9eo2a (9eo2a) asked a question.
Hi, We have a few customers that have access to our admin console with permission that allow them to reset passwords for users among their group as well as observability over activity of their group members. These Group Admin users do not have access to phones or external devices so I'm trying to find a solution to using security questions as a form of 2FA that allows them continue using the admin console. However when I try and add Security Questions to our authentication for admin console access the only things that are prompted are Google Auth and Okta Verify even though security questions are included in the rule. I tested reset the security questions on a test account and I was prompted with the option and once set it no longer showed up as an option. This being said does anyone know a work around or have a better solution for users who don't have access to devices?
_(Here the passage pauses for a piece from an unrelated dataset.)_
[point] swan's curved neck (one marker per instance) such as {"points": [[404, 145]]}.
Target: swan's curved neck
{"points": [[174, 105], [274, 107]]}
Any help is greatly appreciated.
@9eo2a (9eo2a) -- "This being said does anyone know a work around or have a better solution for users who don't have access to devices?"
If I were going to have a small subset of people performing a very small subset of tasks and I wanted to limit them as much as possible I would probably use a Delegated Workflow. You could restrict them to only seeing the delegated workflow in the admin console and for doing something like a "reset" you could have a workflow backend do the work and on the front-end they can just specify inputs (like a user email address). You could then validate those inputs using something like (regex, a lookup table, api calls etc) to make sure it is further constrained to what they are allowed to reset for before calling the API to perform the action.
As far as your MFA question. I dunno.